Skip to Content
Usage GuideScaling Guide

Scaling Guide

GlassFlow supports horizontal scaling of pipeline components. You can run multiple replicas of the ingestor, transformation, and sink stages to increase throughput and improve availability. This page describes what can be scaled, how to configure it, and recommended practices.

Overview

  • Ingestor — Scale the number of consumers reading from Kafka (supported for base, left, and right ingestors when using joins).
  • Transform — Scale the number of transformation workers that process messages from the buffer.
  • Sink — Scale the number of sink workers that write batches to ClickHouse.

Together, scaling these components allows you to fully scale a pipeline horizontally except when using join. Join pipelines require the join stage to run with a single replica; ingestor and sink can still be scaled.

What Can Be Scaled

ComponentScalableNotes
IngestorYesIncrease replicas to consume from more Kafka partitions in parallel.
TransformYesIncrease replicas when transformation is the bottleneck. Transform replicas can not be changed after the pipeline is created when deduplication is enabled.
SinkYesIncrease replicas to write to ClickHouse with higher throughput.
JoinNoJoin must run with 1 replica. Use multiple pipelines or filter-based routing if you need more join capacity.

How to Configure Scaling

Replicas are configured under pipeline_resources in the pipeline JSON. See the Pipeline JSON Reference for the full schema.

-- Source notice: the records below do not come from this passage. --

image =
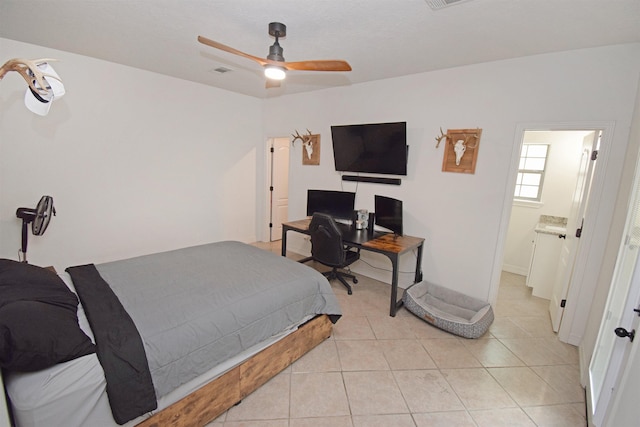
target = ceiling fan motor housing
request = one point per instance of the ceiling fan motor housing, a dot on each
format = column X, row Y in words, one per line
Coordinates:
column 277, row 30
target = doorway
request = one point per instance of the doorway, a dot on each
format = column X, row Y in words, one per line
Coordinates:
column 558, row 205
column 278, row 185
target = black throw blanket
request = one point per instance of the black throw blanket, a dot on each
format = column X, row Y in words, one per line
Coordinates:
column 119, row 347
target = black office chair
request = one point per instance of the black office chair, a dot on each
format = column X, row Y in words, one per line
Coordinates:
column 327, row 248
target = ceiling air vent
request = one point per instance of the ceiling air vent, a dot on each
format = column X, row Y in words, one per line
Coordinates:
column 439, row 4
column 221, row 70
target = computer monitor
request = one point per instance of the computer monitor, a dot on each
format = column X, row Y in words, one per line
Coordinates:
column 338, row 204
column 388, row 213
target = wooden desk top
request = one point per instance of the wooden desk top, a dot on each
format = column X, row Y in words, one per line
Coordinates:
column 385, row 243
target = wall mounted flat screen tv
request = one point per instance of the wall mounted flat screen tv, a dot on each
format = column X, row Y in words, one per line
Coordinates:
column 388, row 213
column 338, row 204
column 371, row 148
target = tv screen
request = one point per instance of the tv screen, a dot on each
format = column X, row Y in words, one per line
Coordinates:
column 371, row 148
column 388, row 213
column 338, row 204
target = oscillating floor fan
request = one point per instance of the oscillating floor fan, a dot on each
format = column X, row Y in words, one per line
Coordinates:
column 39, row 219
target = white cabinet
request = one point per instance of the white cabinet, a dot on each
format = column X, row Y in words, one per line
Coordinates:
column 544, row 263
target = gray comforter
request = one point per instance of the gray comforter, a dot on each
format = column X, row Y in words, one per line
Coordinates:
column 196, row 307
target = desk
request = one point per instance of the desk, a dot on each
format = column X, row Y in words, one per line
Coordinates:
column 387, row 244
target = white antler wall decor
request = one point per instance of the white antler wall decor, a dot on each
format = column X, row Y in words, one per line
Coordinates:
column 44, row 83
column 311, row 144
column 461, row 149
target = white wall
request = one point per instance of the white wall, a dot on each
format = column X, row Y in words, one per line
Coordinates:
column 559, row 184
column 136, row 162
column 462, row 215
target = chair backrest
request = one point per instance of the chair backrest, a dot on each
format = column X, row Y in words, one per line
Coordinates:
column 326, row 240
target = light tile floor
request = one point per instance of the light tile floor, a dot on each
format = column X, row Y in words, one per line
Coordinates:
column 376, row 370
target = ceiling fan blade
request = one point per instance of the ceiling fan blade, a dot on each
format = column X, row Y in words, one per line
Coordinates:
column 318, row 65
column 226, row 48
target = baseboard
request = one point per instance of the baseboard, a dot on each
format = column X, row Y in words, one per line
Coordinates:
column 515, row 269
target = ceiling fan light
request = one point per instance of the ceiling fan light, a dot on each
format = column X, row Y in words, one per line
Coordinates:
column 274, row 72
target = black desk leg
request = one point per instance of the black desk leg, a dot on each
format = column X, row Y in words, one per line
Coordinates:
column 283, row 250
column 394, row 286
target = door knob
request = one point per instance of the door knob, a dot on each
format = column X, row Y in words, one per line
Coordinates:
column 622, row 332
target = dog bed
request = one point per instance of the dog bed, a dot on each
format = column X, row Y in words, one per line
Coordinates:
column 448, row 310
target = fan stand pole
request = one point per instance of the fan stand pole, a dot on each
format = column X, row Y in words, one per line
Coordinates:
column 25, row 236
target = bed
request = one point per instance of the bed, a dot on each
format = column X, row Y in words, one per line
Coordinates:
column 214, row 323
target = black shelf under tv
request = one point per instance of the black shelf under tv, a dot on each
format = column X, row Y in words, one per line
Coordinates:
column 374, row 179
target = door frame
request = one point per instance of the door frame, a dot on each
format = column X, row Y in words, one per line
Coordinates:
column 574, row 322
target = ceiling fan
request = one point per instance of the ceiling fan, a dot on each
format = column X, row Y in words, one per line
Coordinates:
column 275, row 67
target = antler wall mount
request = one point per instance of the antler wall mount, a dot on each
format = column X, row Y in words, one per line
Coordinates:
column 44, row 83
column 461, row 149
column 311, row 145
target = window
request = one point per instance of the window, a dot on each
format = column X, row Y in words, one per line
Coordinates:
column 533, row 160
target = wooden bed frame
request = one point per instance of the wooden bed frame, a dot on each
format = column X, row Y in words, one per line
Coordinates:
column 214, row 398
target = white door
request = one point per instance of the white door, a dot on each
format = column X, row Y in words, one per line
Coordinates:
column 279, row 187
column 574, row 222
column 612, row 351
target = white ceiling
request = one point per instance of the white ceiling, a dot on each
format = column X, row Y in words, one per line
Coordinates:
column 379, row 38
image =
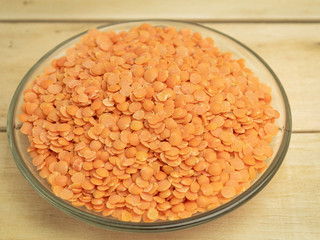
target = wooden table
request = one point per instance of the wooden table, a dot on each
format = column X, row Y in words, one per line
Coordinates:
column 285, row 33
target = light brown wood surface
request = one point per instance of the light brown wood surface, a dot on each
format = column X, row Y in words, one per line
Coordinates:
column 204, row 10
column 287, row 208
column 285, row 33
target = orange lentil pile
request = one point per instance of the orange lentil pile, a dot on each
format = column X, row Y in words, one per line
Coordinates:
column 150, row 124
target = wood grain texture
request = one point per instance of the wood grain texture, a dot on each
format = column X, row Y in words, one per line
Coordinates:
column 82, row 10
column 288, row 207
column 292, row 50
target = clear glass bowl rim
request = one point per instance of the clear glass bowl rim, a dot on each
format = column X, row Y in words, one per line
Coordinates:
column 155, row 226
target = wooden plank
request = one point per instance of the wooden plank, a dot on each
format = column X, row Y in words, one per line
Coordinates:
column 226, row 10
column 291, row 50
column 288, row 207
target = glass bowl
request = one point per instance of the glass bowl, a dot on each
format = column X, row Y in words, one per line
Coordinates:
column 19, row 142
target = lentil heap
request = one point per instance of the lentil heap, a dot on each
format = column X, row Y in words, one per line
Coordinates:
column 150, row 124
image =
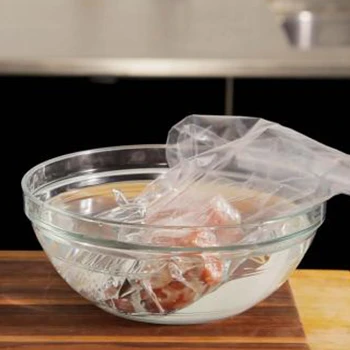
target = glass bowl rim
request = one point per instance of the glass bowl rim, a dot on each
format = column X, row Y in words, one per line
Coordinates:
column 105, row 222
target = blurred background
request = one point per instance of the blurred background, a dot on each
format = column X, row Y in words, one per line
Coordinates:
column 47, row 113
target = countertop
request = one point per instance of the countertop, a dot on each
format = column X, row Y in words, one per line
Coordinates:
column 39, row 311
column 158, row 38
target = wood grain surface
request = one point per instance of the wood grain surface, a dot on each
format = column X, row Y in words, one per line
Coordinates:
column 38, row 310
column 323, row 302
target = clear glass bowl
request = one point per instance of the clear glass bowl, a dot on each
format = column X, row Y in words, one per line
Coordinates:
column 132, row 280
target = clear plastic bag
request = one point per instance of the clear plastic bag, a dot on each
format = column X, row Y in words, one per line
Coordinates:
column 226, row 174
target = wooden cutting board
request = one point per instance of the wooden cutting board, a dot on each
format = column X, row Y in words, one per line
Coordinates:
column 38, row 310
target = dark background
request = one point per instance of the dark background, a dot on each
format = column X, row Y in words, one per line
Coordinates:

Example: scaling ingestor, transform, and sink:

{ "pipeline_resources": { "ingestor": { "base": { "replicas": 4 } }, "transform": { "replicas": 2 }, "sink": { "replicas": 2 } } }

For join pipelines, configure left and right ingestors separately; the join stage remains at 1 replica.

Best Practices

Match ingestor replicas to Kafka partitions

For non-join pipelines, the number of ingestor replicas is typically limited by the number of Kafka topic partitions. Running more ingestor replicas than partitions does not increase throughput for that topic; aim for at most one consumer per partition per consumer group.

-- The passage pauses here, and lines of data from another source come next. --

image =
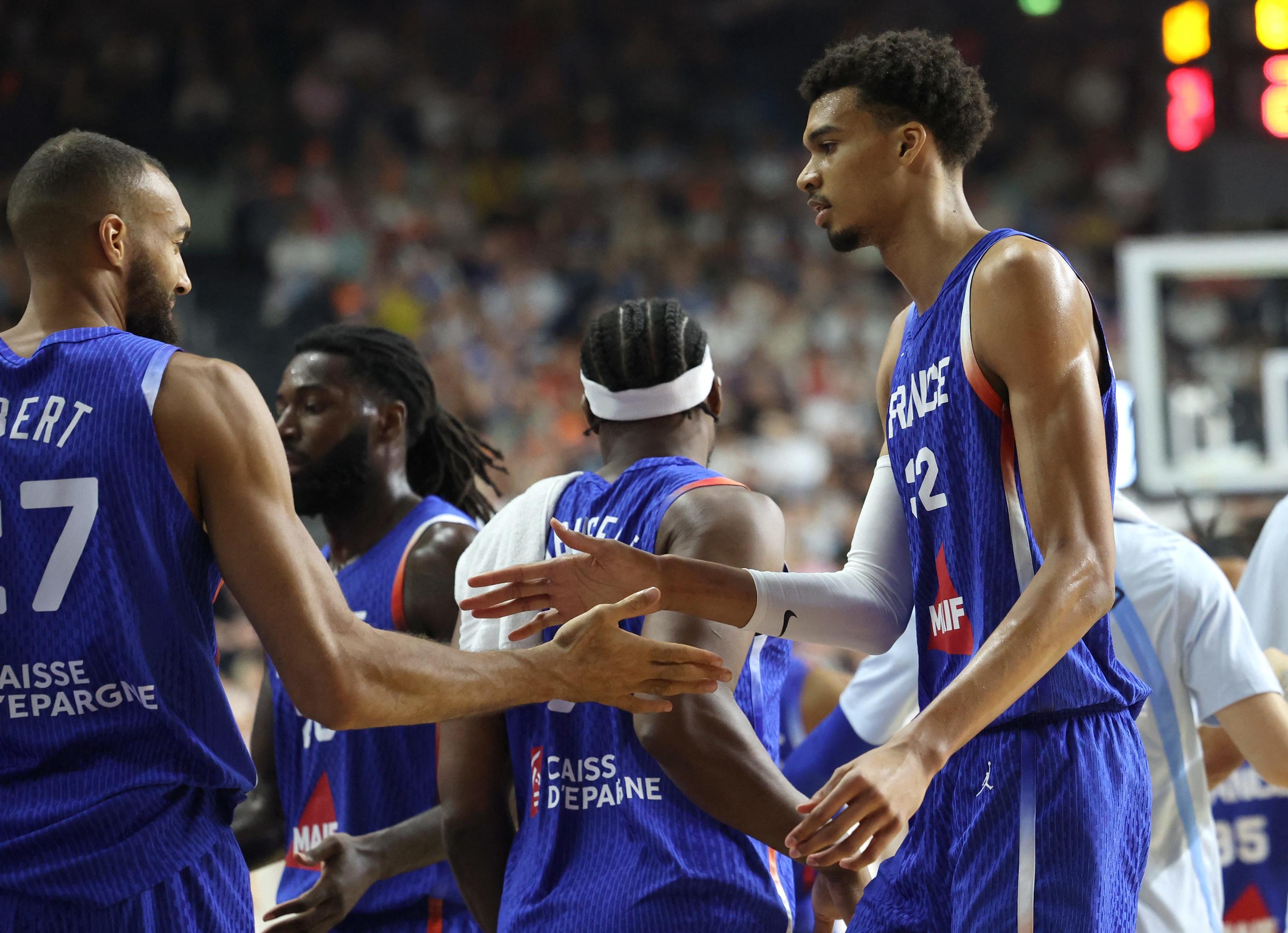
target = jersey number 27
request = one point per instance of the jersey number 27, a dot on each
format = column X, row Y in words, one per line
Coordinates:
column 81, row 497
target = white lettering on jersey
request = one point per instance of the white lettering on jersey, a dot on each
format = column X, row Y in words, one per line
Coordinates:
column 923, row 395
column 947, row 617
column 20, row 429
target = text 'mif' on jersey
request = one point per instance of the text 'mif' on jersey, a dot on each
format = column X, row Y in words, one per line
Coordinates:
column 952, row 450
column 119, row 756
column 606, row 841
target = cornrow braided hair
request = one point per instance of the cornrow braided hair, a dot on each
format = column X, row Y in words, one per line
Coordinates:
column 445, row 457
column 643, row 343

Identify the bottleneck first

Before scaling, use metrics to see where time is spent (ingestor, transform, or sink). Scale the component that is CPU- or I/O-bound. Scaling the wrong stage adds cost without improving throughput.

Join pipelines

Join pipelines do not currently support scaling the join component. To handle more load with joins:

  • Scale left and right ingestor replicas to match the partition count of each joined topic.
  • Scale the sink if the join output is the bottleneck.
  • For very high throughput, consider splitting workload across multiple join pipelines (e.g. by key ranges or filters) so each pipeline has one join instance.

Transform and deduplication

When deduplication is enabled, the transform stage runs with deduplication logic and transform replicas are not mutable (fixed at 1 in practice). If you need both deduplication and more transformation capacity, scale the ingestor and sink; the single transform/dedup instance will process from the buffer as fast as it can.

Scaling beyond a single pipeline

For higher throughput than a single pipeline can provide, add more pipelines and distribute Kafka load across them (e.g. by topic or filter). See Performance for throughput examples and scaling by adding pipelines.

Summary

  • Ingestor, transform, and sink can be scaled via pipeline resources in the pipeline configuration.
  • Join pipelines support scaling ingestors and sink only; the join stage is single-replica.
  • Align ingestor replicas with Kafka partitions, use metrics to find bottlenecks, and combine component scaling with multi-pipeline scaling when needed.
Last updated on